Come d’Annunzio, che a Fiume da lui occupata s’inginocchiò di fronte a un mendicante, così il social-reazionario La Pira viveva a Firenze: distribuendo ai poveri lo stipendio di professore universitario, ma abitando nel convento domenicano di S. Marco, tra i dipinti del Beato Angelico, e lavorando nell’ufficio di sindaco a Palazzo Vecchio, ove con sovrano gusto della magnificenza invitava capi di Stato, il re del Marocco, i potenti della Terra, in ambiziosi convegni per la pace aperti da trombe d’argento nel grandioso Salone dei Cinquecento.

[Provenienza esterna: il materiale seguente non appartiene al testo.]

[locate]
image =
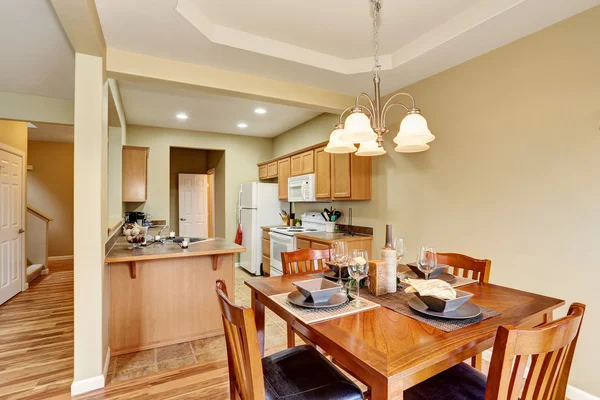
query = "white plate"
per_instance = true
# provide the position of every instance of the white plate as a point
(466, 311)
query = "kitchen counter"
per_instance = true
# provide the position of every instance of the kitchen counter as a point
(162, 294)
(121, 253)
(326, 237)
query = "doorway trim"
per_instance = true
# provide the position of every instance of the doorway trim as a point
(20, 153)
(211, 202)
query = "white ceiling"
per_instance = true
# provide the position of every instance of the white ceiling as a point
(50, 133)
(36, 56)
(154, 105)
(325, 44)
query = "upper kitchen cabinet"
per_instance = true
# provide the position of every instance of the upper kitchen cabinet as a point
(303, 163)
(262, 172)
(338, 176)
(323, 174)
(135, 174)
(284, 170)
(350, 177)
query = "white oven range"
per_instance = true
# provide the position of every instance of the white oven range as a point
(284, 239)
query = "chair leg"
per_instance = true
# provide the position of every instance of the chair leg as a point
(476, 362)
(291, 337)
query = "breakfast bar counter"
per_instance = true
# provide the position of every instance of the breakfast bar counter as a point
(162, 294)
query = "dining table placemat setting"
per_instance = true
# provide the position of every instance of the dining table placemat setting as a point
(312, 315)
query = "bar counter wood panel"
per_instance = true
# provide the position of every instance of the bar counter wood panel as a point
(170, 301)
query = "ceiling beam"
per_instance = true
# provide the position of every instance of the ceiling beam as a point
(27, 107)
(81, 23)
(122, 65)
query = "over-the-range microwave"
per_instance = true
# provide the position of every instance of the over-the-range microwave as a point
(302, 188)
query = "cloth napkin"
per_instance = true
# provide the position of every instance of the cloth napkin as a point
(432, 287)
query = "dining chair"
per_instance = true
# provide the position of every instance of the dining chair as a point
(527, 364)
(304, 260)
(295, 262)
(283, 375)
(467, 267)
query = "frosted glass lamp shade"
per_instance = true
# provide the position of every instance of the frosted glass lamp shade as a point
(357, 128)
(370, 148)
(412, 149)
(413, 131)
(338, 146)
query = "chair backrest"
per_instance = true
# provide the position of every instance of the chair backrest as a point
(550, 346)
(243, 354)
(304, 260)
(465, 266)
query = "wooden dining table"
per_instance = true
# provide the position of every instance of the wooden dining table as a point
(391, 352)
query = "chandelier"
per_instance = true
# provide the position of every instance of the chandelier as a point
(365, 124)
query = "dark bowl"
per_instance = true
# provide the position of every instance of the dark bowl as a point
(336, 269)
(437, 272)
(317, 290)
(440, 305)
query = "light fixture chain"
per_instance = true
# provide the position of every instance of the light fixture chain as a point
(376, 4)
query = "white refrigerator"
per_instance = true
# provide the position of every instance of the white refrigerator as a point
(258, 206)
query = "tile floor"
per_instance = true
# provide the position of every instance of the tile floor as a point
(143, 363)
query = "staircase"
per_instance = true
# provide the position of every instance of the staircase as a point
(37, 243)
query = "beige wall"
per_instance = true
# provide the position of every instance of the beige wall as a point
(242, 153)
(14, 134)
(513, 174)
(50, 190)
(182, 161)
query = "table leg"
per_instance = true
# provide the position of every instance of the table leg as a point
(393, 390)
(259, 319)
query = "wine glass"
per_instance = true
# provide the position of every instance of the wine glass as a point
(427, 260)
(398, 244)
(339, 255)
(358, 268)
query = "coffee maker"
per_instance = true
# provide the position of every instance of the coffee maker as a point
(141, 218)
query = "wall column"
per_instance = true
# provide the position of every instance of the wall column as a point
(91, 126)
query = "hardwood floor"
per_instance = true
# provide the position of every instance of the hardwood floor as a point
(36, 349)
(36, 338)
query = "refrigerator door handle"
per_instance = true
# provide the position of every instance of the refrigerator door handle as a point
(240, 205)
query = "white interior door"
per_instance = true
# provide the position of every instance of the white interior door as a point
(193, 205)
(11, 229)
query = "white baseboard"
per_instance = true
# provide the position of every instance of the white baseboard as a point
(106, 363)
(572, 392)
(60, 258)
(577, 394)
(87, 385)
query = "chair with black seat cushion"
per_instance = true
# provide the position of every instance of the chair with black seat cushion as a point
(550, 346)
(467, 267)
(300, 373)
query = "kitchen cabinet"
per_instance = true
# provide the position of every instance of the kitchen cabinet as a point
(302, 244)
(323, 174)
(262, 172)
(283, 167)
(313, 241)
(350, 177)
(338, 176)
(303, 163)
(135, 174)
(272, 170)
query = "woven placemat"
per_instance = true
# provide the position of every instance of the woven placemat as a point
(399, 302)
(312, 315)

Nel 1953 aveva convinto il presidente dell’Eni Enrico Mattei a rilevare il Pignone, uno stabilimento in passivo che l’industriale Marinotti aveva deciso di chiudere licenziando 1750 operai. L’iniziativa caritatevole di La Pira, appoggiata da Pio XII, Papa considerato “di destra”, venne deplorata da don Sturzo come tenebroso preludio al socialismo di Stato, mentre riprendeva soltanto, in chiave evangelico-miracolistica, la politica dei salvataggi praticata dal fascismo con l’Iri negli anni Trenta. Il Nuovo Pignone fu riportato dall’Eni in attivo e ceduto dalle sinistre a una multinazionale americana con le sgangherate privatizzazioni degli anni Novanta.

Confidando che Dio sarebbe stato alla lunga più forte di loro, La Pira non temette il dialogo coi comunisti. Fu tra i primi a comprendere l’importanza del Terzo Mondo, dell’Islam rinascente, ma anche il ruolo al tempo stesso tradizionale ed efficientista del generale De Gaulle con la riforma presidenziale a cui in Italia si richiamava isolato l’esponente repubblicano Randolfo Pacciardi, già ministro della Difesa con De Gasperi negli anni della ricostruzione, attirandosi accuse di golpismo.

La malafede e l’incultura partitocratica, anticipando i girotondi antiberlusconiuani di adesso, demonizzarono allora gollismo e presidenzialismo come nemici della libertà. Il filogollista La Pira, di cui è in corso la beatificazione (ne conservo l’immaginetta accanto a quelle di padre Pio e di fra Ginepro, che ha raccolto il martirologio della Rsi), fu molto più lucido di quanti a sinistra ne volgarizzarono alcune intuizioni profetiche e oggi vorrebbero tornare a sfruttare la sua memoria.

Chiedo ai post-democristiani più intelligenti che l’impediscano.